I'd like to add to that.
I know Ilisaqsivik isn't here to speak, but they're a great example of true Inuit Qaujimajatuqangit resiliency and creativity and being resourceful. They opened a hotel in order to support themselves financially. The Ilisaqsivik wellness centre in Clyde River is run by an executive director, and I believe they have over 50 staff at this point now. They run all those great kinds of programs. It's amazing. There's everything from youth programs to training counsellors in the territories.
We have a large group of Inuktitut-speaking counsellors in various communities around the territory. They're a crisis response team, certainly at least in the Baffins. Sometimes they go west as well. However, in order to do so, they had to open a hotel to support themselves financially, because the funding is not necessarily guaranteed every year, and they wanted to maintain their programs. They're very creative, with a brilliant executive director. They've done wonderful things.
The challenging part of all of that, though, is that we could all learn from Jakob Gearheard and his team who have done this, but we kind of operate in vacuums. It is partly because of isolation, which you're familiar with. That's where we want to take the expertise of someone like Jakob and his team and share it with other communities that might like to do the same thing but that don't really know how they did that—what steps they took, and what they would do next time to simplify it for the next people.
There is a lot of programming going on. There are possibilities.

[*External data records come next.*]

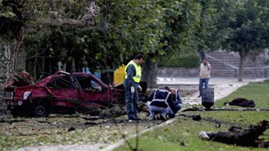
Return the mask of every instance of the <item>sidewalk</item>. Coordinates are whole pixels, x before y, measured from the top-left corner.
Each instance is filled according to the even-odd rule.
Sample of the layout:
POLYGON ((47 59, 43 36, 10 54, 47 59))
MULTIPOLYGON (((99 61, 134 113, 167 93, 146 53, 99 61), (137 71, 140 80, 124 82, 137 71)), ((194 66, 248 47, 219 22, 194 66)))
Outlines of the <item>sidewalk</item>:
MULTIPOLYGON (((174 85, 177 87, 184 85, 184 88, 198 89, 199 79, 196 78, 158 78, 157 83, 159 85, 174 85)), ((215 100, 221 99, 235 91, 238 88, 247 84, 250 82, 258 82, 261 80, 256 79, 248 79, 245 80, 244 82, 239 82, 235 78, 212 78, 209 81, 210 86, 215 88, 215 100)), ((183 103, 185 104, 199 104, 201 103, 201 98, 198 98, 199 92, 182 98, 183 103)), ((169 124, 173 122, 175 118, 172 119, 166 122, 162 123, 157 126, 152 127, 149 128, 146 128, 144 129, 138 135, 146 131, 154 129, 155 128, 162 125, 169 124)), ((133 137, 135 135, 132 135, 130 138, 133 137)), ((17 150, 17 151, 35 151, 54 150, 60 151, 62 150, 81 151, 100 150, 101 149, 103 149, 102 150, 112 150, 113 149, 122 145, 124 142, 125 139, 119 140, 117 142, 113 144, 97 143, 96 144, 88 144, 84 145, 74 144, 71 145, 58 145, 56 146, 45 146, 36 147, 25 147, 17 150)))
MULTIPOLYGON (((249 82, 262 81, 263 79, 245 79, 242 82, 238 81, 237 79, 227 77, 212 77, 209 80, 209 86, 214 89, 215 100, 216 101, 227 96, 238 88, 249 82)), ((196 88, 198 90, 199 79, 195 77, 190 78, 158 77, 157 84, 160 85, 183 86, 184 89, 196 88)), ((198 98, 199 92, 191 94, 182 98, 184 104, 199 104, 201 98, 198 98)))

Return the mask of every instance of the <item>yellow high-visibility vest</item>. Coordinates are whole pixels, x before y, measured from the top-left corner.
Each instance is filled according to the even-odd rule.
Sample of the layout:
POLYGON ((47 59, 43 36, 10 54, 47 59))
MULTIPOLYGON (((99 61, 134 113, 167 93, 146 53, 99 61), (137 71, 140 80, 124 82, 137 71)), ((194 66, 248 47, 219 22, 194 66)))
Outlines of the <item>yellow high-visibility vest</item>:
POLYGON ((125 78, 126 79, 127 78, 127 73, 126 72, 126 70, 127 70, 127 68, 128 67, 129 65, 130 64, 133 65, 135 68, 135 75, 133 77, 133 79, 135 82, 139 83, 140 82, 142 76, 141 67, 139 65, 137 64, 133 60, 131 60, 129 62, 125 68, 125 78))

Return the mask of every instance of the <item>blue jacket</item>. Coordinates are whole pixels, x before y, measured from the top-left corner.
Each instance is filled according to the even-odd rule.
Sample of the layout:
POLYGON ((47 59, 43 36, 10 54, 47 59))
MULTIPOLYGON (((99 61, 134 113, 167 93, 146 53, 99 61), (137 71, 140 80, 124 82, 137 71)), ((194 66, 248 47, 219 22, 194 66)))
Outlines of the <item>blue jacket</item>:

The last thing I would add is that sometimes it's the way we have to apply for the funding that's the greatest challenge. It's not that the funding is not available necessarily, but that maybe you have to be registered with legal registries in Nunavut to apply for funding and you don't know how to do that. Sometimes it's just the hurdles of paperwork and red tape that really restrict what a community wants, or perhaps the funding is so narrowly focused that although what people want to apply for is what the community needs, they can't access it.